By Rabeea Wajeeha, Contributor
On May 6, 2009, negotiations for the Canada-European Union Comprehensive Economic and Trade Agreement (CETA) were launched. The trade talks have progressed very rapidly and quietly until recently. Thus far, two official rounds of negotiations have been completed (in October 2009 and January 2010), while the aim is to close negations by 2011.
Considering the impact this agreement will have on public policy in Canada and the broad scope of this agreement, many feel that considerable public debate is warranted. Yet both the media and our elected officials have reported little of these talks thus far.
For the first time ever, provincial governments are invited to directly participate in the negotiations. Meanwhile, the agreement will cover such topics as greater protection for foreign investors, competition policy, simplifying or removing regulatory barriers to imported goods, reduction of tariffs, regulatory cooperation, government procurement, opportunities for cross-border sales of services and sustainable development.
This agreement is said to be more ambitious than WTO and NAFTA and will protect corporate activities from government control. Proponents of this agreement, seek to promote cooperation on key regulatory, labour and environmental topics, along with removal of trade barriers. This would open up a highly attractive multi-trillion dollar foreign market for businesses. In fact, CETA would decrease Canada’s dependence on the US and proposes to provide Canada with an excellent opportunity to develop and diversify trade with the European Union.
However, the lack of transparency around these talks is preventing meaningful public debate on this agreement.
A draft consolidated text was leaked by the Trade Justice Network (a group of social justice, labour, environmental and other civil society organizations), on April 19, 2010, in the hopes of sparking a much need public debate about the effects this agreement would have on various public policy areas. Members of this organization suggest that, “The Canada-E.U. (CETA) negotiations are based on commitments to place corporate rights before social and economic justice, democratic control, and ecological sustainability.”
The government procurement market has been one of the EU’s top priorities in these negotiations. This is a major cause for concern as the biggest purchasers of goods and services are mainly provincial and municipal governments that use tax dollars for economic and social development. This agreement would take away their power by opening public service contracts to international competition.
A study by Scott Sinclair, senior research fellow at the Canadian Centre for Policy Alternatives, outlines how the European Union is taking advantage of Canada’s weaker bargaining position in these negotiations.
“These talks are really about the role of government and driving domestic restructuring as we are the weaker party in this negotiation,” Scott Sinclair explains, on April 19, 2010, at the press conference held by the Trade Justice Network. He concludes that European companies are seeking unconditional access to provincial and municipal procurement markets.
CETA will have a sizeable impact on Canadian culture and social structure, as this agreement is also looking for increased foreign ownership and control of our telecommunications sector, which would have a lasting impact on the Canadian intellectual property legislation.

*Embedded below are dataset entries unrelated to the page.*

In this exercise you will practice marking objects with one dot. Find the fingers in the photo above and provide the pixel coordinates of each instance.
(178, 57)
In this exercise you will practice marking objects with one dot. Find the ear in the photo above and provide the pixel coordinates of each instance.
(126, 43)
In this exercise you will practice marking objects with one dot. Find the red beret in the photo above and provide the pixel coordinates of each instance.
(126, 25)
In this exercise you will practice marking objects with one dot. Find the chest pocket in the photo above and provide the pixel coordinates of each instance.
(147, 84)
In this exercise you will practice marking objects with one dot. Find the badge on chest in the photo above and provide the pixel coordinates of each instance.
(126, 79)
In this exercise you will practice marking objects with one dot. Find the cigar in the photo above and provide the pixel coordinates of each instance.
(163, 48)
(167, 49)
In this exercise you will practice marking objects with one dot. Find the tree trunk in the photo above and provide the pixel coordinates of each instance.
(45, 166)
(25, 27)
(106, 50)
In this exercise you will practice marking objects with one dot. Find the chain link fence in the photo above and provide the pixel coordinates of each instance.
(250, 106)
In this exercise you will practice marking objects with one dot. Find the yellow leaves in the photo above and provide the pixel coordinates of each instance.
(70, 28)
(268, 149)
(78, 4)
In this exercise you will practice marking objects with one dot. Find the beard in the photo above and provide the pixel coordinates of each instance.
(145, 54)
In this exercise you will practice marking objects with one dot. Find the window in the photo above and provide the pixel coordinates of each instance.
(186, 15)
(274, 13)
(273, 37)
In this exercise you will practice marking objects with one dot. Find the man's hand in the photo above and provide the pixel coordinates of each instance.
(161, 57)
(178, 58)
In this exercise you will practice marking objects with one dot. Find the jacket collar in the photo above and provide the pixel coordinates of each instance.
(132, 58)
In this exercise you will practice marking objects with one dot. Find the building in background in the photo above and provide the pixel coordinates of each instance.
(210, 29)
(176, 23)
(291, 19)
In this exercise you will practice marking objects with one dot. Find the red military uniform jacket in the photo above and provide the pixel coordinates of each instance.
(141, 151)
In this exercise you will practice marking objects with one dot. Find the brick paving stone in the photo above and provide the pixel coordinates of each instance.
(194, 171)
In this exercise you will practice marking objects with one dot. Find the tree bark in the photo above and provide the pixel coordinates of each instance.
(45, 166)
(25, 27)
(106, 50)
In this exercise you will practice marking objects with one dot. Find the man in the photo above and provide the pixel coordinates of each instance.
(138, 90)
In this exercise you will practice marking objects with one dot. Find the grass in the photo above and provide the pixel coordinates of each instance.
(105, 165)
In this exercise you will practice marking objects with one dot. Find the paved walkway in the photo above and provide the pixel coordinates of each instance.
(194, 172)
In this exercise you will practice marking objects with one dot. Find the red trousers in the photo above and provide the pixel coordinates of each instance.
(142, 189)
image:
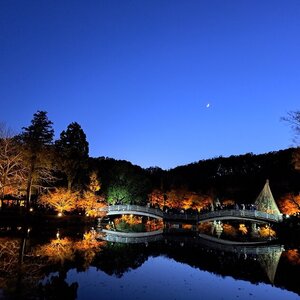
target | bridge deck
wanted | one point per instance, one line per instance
(251, 215)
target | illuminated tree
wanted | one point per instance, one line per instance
(37, 140)
(91, 204)
(156, 197)
(73, 151)
(62, 200)
(95, 184)
(289, 204)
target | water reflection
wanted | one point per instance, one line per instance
(39, 264)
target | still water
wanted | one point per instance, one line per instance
(81, 264)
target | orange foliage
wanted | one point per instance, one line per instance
(243, 229)
(289, 204)
(90, 204)
(129, 219)
(58, 250)
(156, 198)
(179, 199)
(293, 256)
(205, 227)
(228, 202)
(266, 231)
(154, 224)
(229, 230)
(61, 200)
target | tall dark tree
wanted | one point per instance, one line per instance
(293, 118)
(37, 140)
(73, 151)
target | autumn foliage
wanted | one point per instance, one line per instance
(179, 199)
(62, 200)
(289, 204)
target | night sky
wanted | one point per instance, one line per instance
(156, 82)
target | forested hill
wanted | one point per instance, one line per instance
(236, 177)
(239, 176)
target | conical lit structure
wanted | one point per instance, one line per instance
(265, 201)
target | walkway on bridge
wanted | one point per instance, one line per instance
(266, 211)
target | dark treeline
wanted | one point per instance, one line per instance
(46, 171)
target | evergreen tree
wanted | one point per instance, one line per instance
(37, 140)
(73, 151)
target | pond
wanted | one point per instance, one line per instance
(80, 263)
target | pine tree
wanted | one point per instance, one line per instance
(37, 140)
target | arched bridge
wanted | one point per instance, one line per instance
(233, 214)
(134, 210)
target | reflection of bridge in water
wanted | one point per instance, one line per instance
(268, 255)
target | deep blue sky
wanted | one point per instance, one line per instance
(137, 75)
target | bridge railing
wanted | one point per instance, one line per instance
(252, 214)
(134, 208)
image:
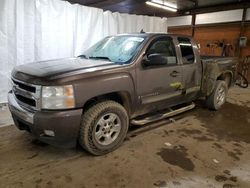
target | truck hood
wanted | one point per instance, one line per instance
(45, 69)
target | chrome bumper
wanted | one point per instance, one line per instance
(16, 109)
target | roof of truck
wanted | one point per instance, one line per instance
(153, 34)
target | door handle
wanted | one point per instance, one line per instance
(174, 73)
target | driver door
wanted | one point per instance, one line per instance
(159, 85)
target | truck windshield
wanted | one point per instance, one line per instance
(118, 49)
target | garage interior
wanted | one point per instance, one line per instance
(198, 148)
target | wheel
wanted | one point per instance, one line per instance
(218, 97)
(104, 127)
(242, 82)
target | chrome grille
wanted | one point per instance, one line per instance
(27, 95)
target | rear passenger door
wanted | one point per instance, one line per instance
(159, 85)
(190, 66)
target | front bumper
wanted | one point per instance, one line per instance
(64, 125)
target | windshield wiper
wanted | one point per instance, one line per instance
(100, 57)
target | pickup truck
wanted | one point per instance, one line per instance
(121, 80)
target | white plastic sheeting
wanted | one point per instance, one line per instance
(35, 30)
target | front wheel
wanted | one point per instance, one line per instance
(218, 97)
(104, 127)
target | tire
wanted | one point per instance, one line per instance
(104, 127)
(242, 82)
(218, 97)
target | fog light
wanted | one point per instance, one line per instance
(49, 133)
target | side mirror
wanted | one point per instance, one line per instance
(155, 59)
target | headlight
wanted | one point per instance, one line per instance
(58, 97)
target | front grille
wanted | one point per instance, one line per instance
(26, 100)
(27, 95)
(25, 87)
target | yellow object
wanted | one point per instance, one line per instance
(176, 85)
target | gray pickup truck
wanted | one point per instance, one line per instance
(121, 80)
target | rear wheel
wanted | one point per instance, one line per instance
(104, 127)
(218, 97)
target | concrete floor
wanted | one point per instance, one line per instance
(201, 149)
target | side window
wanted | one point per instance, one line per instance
(186, 50)
(164, 47)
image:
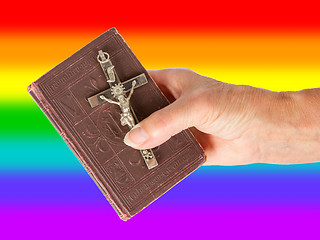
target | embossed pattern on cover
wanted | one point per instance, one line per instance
(95, 135)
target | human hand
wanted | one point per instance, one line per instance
(235, 124)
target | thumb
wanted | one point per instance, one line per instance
(161, 125)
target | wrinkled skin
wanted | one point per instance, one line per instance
(235, 124)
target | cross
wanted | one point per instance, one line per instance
(117, 91)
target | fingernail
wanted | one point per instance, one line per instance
(136, 136)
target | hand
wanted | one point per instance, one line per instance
(235, 124)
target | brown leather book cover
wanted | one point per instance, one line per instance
(95, 134)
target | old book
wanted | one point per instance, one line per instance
(95, 133)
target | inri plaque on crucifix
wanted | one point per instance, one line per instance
(116, 94)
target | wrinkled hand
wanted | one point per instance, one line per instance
(235, 124)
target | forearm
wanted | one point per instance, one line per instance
(290, 129)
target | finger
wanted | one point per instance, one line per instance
(161, 125)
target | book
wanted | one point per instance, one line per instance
(95, 134)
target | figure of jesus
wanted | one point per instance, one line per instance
(124, 103)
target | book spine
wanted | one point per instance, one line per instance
(46, 108)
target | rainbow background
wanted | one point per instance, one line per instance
(44, 191)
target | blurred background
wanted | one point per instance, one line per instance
(44, 191)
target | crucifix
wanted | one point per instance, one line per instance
(116, 94)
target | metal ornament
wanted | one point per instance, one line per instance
(117, 91)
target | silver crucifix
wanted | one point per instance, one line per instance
(117, 91)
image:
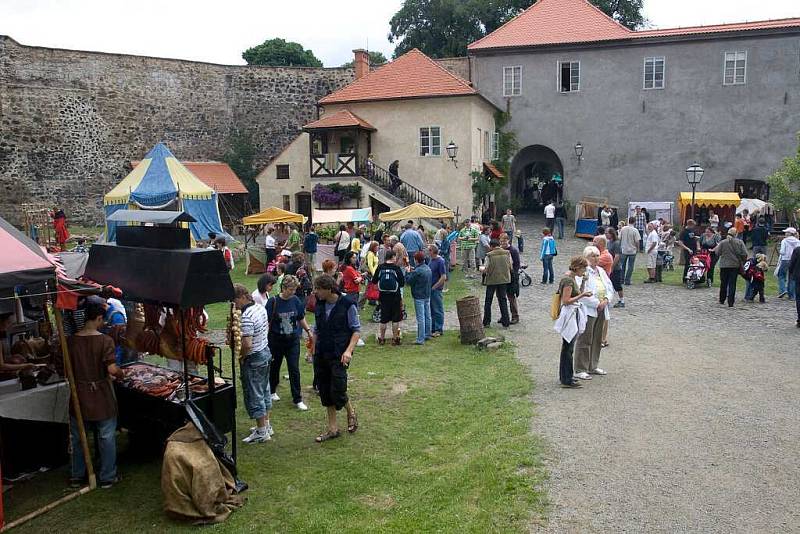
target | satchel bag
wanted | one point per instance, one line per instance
(555, 306)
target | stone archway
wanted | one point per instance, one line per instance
(537, 176)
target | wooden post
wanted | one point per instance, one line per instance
(76, 405)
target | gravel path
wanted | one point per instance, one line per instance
(694, 429)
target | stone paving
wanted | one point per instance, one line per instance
(693, 429)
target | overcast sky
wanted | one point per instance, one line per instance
(218, 32)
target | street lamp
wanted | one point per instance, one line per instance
(579, 151)
(694, 175)
(452, 152)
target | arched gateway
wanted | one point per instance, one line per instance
(537, 176)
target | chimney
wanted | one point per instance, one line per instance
(361, 62)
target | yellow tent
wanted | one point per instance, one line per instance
(417, 211)
(273, 215)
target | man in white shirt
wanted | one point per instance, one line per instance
(550, 215)
(651, 249)
(270, 245)
(629, 240)
(787, 287)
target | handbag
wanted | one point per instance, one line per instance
(372, 292)
(555, 306)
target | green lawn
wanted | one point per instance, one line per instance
(444, 445)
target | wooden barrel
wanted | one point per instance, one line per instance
(470, 320)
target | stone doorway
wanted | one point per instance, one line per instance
(537, 176)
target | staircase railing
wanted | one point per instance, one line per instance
(393, 185)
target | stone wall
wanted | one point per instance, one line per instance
(71, 121)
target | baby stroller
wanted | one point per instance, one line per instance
(699, 264)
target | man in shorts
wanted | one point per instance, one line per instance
(336, 332)
(390, 279)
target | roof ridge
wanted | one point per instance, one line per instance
(459, 79)
(717, 25)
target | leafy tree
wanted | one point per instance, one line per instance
(444, 28)
(375, 59)
(240, 156)
(784, 184)
(280, 53)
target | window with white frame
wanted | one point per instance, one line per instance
(735, 68)
(430, 141)
(569, 76)
(512, 81)
(654, 72)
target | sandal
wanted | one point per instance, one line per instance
(352, 423)
(326, 436)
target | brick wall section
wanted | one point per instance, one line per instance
(70, 121)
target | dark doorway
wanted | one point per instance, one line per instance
(537, 176)
(304, 204)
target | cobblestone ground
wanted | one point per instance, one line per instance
(694, 429)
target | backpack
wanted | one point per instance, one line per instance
(388, 282)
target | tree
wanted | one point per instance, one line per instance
(784, 184)
(280, 53)
(444, 28)
(375, 59)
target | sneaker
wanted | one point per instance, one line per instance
(258, 436)
(107, 484)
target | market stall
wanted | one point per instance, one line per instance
(171, 283)
(416, 211)
(257, 256)
(656, 210)
(33, 401)
(723, 204)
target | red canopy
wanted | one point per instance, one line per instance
(22, 261)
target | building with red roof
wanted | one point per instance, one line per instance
(407, 111)
(621, 114)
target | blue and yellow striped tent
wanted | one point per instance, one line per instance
(160, 181)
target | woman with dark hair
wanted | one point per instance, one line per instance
(342, 243)
(351, 278)
(571, 320)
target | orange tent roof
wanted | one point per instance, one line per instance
(412, 75)
(341, 119)
(554, 22)
(216, 175)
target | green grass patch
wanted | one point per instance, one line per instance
(444, 445)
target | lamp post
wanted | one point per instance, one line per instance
(579, 151)
(452, 152)
(694, 175)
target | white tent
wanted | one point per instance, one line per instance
(360, 215)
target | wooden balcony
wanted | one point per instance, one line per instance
(334, 164)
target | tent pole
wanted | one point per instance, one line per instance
(76, 405)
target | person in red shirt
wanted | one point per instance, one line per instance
(351, 278)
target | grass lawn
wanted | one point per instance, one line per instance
(444, 445)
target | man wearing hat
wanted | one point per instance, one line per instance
(786, 284)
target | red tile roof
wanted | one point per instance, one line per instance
(216, 175)
(553, 22)
(341, 119)
(412, 75)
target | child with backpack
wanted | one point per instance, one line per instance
(390, 278)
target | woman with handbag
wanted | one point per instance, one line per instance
(571, 320)
(589, 343)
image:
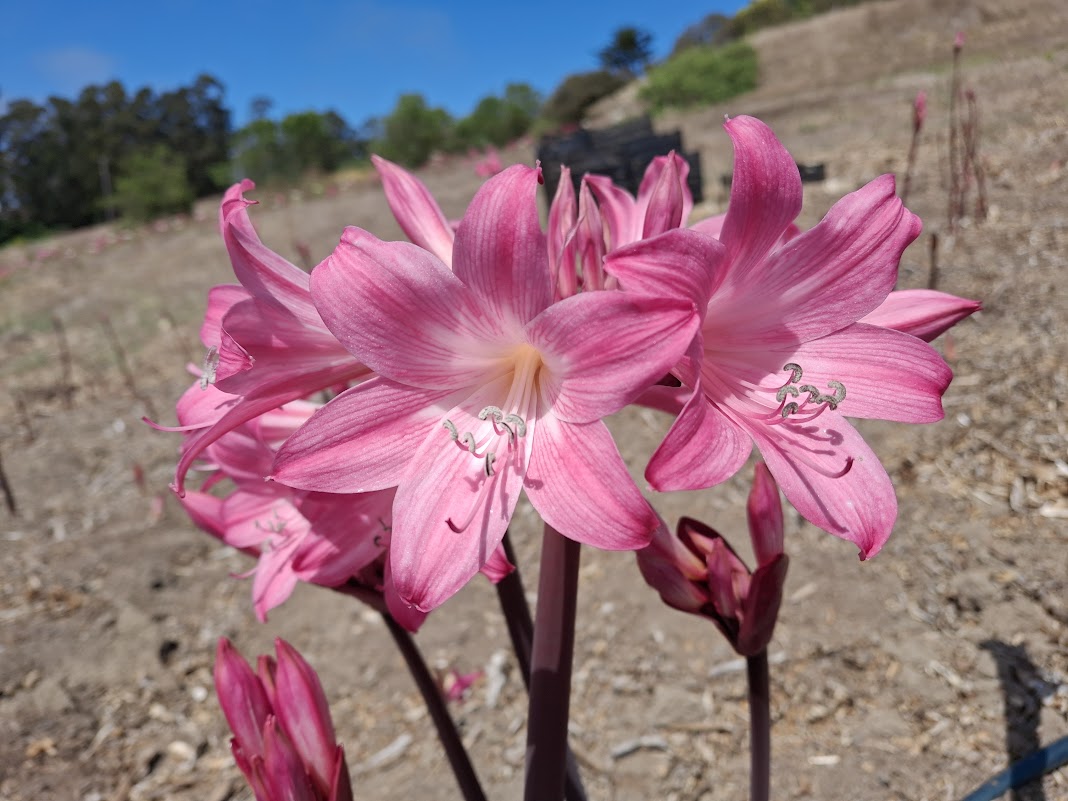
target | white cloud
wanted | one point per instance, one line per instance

Other proposals include changes to the public services and social procurement, food sovereignty, manufacturing industry, public postal services and numerous other public sectors.
It’s clear why the European Union is pursuing this agreement; it currently has a trade deficit with the rest of the world and is aggressively seeking open foreign markets. Accordingly, this agreement will help set the terms of global trade in its favour, but is it at Canada’s expense?